In order to properly liver, it is necessary to adhere the following rules:

  1. It is best to choose a chilled product, not frozen. First, it contains more vitamins and amino acids. Secondly, often sellers freeze the product to hide bad quality or expired shelf life.
  2. If you see pink ice on a frozen liver, it means that it was thawed and frozen again. This product is better not to take.
  3. The liver should have shiny and smooth surface.
  4. The matte color of the product indicates that it has been lying down for quite some time.
  5. The product should be evenly colored throughout the volume. Veal has a bright red color, and the beef liver has a cherry tint.
  6. In order to avoid trouble with the removal of veins from the liver, you must choose the right piece. In front of liver  ducts are always smaller.
  7. Be sure to smell a piece before buying. You should feel sweetish aroma. If you feel a sour smell, then this indicates a stale product.
  8. When pressing on the liver, it should quickly restore shape.
  9. There should be no roughness on the cut. A good product will have a smooth cut.
  10. It is best to buy liver on the market, as in stores it is most often packaged in containers under a film. This makes it difficult to choose.


Cook for 5 minutes and season with pepper and nutmeg. Source: the horse store of Clement. Meat is cut into cubes 2 cm and placed for about 24 hours in buttermilk Judge and 5 to 6 juniper berries. Remove the meat from the brew with a filter and rinse it thoroughly under cold water.

Ingredients for cooking beef liver and vegetables

Throw the cubes with corn, gently sprinkle into the salt pieces of speckle, salt and spread on the flour. Add the remaining juniper berries, spices and onion cubes, sour cream and evaporate the brine. Gradually add the hot broth and wave the meat a little.

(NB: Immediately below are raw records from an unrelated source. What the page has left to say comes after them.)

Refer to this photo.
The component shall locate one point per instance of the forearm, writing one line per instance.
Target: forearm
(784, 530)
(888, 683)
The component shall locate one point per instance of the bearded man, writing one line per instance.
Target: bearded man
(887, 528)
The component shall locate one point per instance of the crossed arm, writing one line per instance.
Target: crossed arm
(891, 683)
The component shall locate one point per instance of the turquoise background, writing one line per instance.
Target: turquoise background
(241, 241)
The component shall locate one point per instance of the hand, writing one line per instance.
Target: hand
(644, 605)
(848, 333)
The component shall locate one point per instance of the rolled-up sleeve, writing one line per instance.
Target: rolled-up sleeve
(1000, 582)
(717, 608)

  • In a frying pan, the vegetable oil is heated and the liver is poured into it. Fry the pieces for   2-3 minutes.
  • In another frying pan, lettuce and carrots pass.
  • In a small bowl, mix sour cream, black pepper, salt, dried fennel or parsley. Also it is necessary to pour in 1 glass of water or meat broth.
  • Into the center of the frying pan  with a liver pour in flour. If all the moisture has evaporated, you can add a little vegetable oil. Gradually stirring the flour, fry it until light brown.
  • After that, pour the sour mixture into the frying pan.
  • When onions and carrots are fried until golden brown, they also need to be added to the liver.
  • Stew the dish for   10 minutes.

  • As you can see, the recipe is as simple as possible. It will be easy to make it even for those who have never cooked a liver. Best for this recipe is suitable beef liver. But the pork, chicken or rabbit liver will also be delicious.

    Serve with paprika and red wine. Serve as a side dish with rice, noodles, salted potatoes or fresh bread. Finely chop finely chopped onions in fat until golden brown, add marjoram, chopped garlic and liver, which were cut into small cubes, and then saute with a spoon of cream sauce and Maisena.

    Leberstnitzel in creamy sauce

    Dust with flour, stir and add a little water. Add salt, pepper, marjoram and a little soup. Add the vinegar to the vinegar. Salt, pepper and serve immediately. Sprinkle with grated marjoram, dip one side into the flour, quickly fry, pour, boil and season with cream, pepper and salt.

    The best side dish for the liver is rice. But also it will be well combined with pasta and even potatoes. In the frying pan there will be a lot of gravy, which will perfectly shade the garnish. It emphasizes the taste of the liver fresh finely chopped greens.